Scuola, troppo bassi
stipendi e investimenti

Claudio Tucci Il Sole 24 Ore, 14.9.2011

ROMA
La laurea non risolve tutti i problemi, ma almeno aiuta ad affrontare meglio la crisi. Tra il 2008 e il 2009 nei Paesi Ocse il tasso di disoccupazione dei laureati tra i 25 e i 64 anni è cresciuto dell'1,1%, passando dal 3,3% al 4,4 per cento. Hanno fatto peggio i titoli di studio inferiori.

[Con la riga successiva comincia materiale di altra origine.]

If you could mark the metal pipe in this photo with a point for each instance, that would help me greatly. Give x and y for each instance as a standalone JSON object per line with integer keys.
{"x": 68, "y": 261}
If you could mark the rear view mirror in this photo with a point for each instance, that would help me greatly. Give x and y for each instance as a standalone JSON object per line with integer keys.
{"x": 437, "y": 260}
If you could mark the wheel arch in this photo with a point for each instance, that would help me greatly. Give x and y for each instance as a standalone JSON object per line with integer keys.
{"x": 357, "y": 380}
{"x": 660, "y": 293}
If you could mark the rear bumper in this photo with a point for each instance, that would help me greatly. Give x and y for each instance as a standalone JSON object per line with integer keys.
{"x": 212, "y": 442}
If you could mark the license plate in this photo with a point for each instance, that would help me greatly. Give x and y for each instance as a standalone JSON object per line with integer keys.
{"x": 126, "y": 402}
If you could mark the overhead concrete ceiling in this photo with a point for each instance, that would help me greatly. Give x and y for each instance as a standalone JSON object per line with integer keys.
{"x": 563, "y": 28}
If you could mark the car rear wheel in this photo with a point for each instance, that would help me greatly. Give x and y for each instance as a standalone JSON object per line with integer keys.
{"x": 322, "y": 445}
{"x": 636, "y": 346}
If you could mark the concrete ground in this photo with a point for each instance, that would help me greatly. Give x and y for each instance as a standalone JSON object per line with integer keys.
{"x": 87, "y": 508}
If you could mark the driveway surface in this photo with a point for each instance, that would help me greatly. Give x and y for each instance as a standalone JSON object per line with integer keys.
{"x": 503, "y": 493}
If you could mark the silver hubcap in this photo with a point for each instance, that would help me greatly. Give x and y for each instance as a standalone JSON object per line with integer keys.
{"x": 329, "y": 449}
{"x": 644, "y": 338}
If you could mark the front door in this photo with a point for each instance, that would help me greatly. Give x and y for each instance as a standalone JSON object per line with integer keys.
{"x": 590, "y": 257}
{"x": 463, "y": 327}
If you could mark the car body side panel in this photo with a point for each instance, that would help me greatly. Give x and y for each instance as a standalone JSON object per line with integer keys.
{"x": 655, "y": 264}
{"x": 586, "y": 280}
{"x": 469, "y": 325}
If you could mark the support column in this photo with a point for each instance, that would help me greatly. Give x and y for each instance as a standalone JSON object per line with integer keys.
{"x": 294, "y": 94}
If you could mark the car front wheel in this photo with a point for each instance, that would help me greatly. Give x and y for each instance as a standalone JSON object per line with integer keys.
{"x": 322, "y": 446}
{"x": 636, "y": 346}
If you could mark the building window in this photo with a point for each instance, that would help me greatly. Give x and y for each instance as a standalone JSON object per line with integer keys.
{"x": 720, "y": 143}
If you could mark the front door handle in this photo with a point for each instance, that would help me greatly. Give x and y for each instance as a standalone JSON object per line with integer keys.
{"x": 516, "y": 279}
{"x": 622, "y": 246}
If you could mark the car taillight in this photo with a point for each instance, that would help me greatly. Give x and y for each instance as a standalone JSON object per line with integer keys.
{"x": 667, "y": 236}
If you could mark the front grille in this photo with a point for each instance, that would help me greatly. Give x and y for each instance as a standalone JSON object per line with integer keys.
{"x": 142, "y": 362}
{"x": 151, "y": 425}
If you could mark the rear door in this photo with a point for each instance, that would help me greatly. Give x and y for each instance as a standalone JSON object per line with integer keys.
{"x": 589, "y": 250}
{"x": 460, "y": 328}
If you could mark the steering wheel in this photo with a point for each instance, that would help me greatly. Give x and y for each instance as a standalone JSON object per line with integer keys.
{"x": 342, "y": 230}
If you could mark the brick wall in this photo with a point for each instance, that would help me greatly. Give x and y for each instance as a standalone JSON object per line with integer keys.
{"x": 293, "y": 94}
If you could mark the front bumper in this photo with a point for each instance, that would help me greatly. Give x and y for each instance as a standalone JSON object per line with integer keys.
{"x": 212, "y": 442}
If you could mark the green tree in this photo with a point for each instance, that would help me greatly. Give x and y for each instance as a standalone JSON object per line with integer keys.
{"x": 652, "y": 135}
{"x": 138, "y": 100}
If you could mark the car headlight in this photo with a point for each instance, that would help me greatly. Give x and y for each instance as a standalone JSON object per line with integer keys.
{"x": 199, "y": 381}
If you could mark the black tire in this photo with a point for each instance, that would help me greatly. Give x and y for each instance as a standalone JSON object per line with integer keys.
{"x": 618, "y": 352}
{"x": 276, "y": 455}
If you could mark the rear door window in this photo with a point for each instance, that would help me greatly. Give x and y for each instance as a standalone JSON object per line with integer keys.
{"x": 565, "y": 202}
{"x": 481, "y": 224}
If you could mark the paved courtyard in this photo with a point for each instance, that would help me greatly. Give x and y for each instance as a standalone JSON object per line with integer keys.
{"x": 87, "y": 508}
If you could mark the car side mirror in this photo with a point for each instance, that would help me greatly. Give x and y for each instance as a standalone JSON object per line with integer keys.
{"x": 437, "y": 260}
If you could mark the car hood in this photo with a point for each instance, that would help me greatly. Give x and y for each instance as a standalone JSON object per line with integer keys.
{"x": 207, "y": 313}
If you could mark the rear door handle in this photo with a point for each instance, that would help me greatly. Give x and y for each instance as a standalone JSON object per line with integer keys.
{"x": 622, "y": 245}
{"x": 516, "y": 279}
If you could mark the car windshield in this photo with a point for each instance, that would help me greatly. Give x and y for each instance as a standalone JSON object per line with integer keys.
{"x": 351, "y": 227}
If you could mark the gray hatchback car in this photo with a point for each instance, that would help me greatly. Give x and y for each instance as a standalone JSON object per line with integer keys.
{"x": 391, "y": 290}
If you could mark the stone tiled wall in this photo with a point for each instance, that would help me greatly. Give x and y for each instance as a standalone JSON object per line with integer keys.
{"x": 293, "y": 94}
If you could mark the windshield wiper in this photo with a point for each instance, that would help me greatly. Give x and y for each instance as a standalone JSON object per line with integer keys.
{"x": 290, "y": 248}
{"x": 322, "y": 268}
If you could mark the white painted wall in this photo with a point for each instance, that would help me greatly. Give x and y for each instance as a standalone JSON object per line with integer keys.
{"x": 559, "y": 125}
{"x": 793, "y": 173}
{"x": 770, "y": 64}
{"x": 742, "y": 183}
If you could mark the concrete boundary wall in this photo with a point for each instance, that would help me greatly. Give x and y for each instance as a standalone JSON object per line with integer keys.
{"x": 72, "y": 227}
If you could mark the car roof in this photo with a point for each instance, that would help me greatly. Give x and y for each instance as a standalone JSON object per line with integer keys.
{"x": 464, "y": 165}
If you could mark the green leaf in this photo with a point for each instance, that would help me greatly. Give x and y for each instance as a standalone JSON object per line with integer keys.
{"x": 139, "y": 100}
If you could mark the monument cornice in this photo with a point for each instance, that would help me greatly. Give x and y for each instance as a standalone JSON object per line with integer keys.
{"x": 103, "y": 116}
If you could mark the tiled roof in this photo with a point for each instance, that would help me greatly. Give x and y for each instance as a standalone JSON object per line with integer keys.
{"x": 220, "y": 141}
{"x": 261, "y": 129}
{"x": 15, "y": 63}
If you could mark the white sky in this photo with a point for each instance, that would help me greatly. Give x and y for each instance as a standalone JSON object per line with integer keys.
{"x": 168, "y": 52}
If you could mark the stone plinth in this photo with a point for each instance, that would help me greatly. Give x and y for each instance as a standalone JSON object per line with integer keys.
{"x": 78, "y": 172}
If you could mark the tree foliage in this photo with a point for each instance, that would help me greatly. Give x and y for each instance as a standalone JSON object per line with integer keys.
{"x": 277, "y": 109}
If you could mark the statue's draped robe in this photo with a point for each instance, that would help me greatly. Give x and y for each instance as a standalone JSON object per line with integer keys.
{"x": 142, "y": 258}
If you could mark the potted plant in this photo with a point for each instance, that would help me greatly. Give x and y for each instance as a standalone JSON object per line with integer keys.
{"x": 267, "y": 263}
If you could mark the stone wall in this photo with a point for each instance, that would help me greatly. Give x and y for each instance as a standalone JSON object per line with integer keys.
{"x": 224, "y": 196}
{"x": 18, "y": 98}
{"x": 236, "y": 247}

Il tasso di disoccupazione dei diplomati è salito di due punti, dal 4,9% del 2008 al 6,8% del 2009. Mentre la perdita occupazionale di lavoratori senza qualifiche o diplomi ha sforato la doppia cifra, salendo (nel biennio in esame) dall'8,7% all'11,5 per cento.

La fotografia è stata scattata dall'Ocse che ieri a Parigi ha presentato l'annuale rapporto «Education at a glance», un focus di quasi 500 pagine dedicato all'analisi dei sistemi scolastici dei 34 Paesi aderenti all'Organizzazione parigina che si occupa di cooperazione e sviluppo. In Italia, nel 2009, il tasso di disoccupazione dei "dottori" è stato del 5,1% (superiore alla media Ocse), mentre è salito all'8,4% tra chi non è arrivato neanche al diploma superiore. Tra i colletti bianchi (comparando sempre dati 2009) si osserva un tasso di disoccupazione molto simile alla Francia (5%) e al Regno Unito (4,9 per cento). Andiamo invece meglio della Spagna (9%), ma perdiamo terreno rispetto alla Germania, dove il tasso di disoccupazione dei laureati nel 2009 era pari al 3,4 per cento. L'Italia si colloca invece agli ultimi posti come percentuale di laureati che lavorano. I dati sono sempre del 2009 e parlano di un tasso di occupazione del 79,2% (contro una media Ocse dell'83,6 per cento). Peggio di noi solo quattro Paesi: Turchia (73,6), Corea (76,1%), Cile (78%) e Ungheria (78,8 per cento). Le performance dei "dottori" sono migliori rispetto ai non laureati (nel 2009 lavorava il 73,1% di diplomati e appena il 51,2% di chi è senza titoli), ma per la prima volta dal 2000 la percentuale di "colletti bianchi" con un lavoro è scesa sotto l'80 per cento. Restano invece le differenze di genere. In Brasile e in Italia le donne laureate guadagnano il 65%, o ancora meno, di quanto guadagnano i dottori uomini.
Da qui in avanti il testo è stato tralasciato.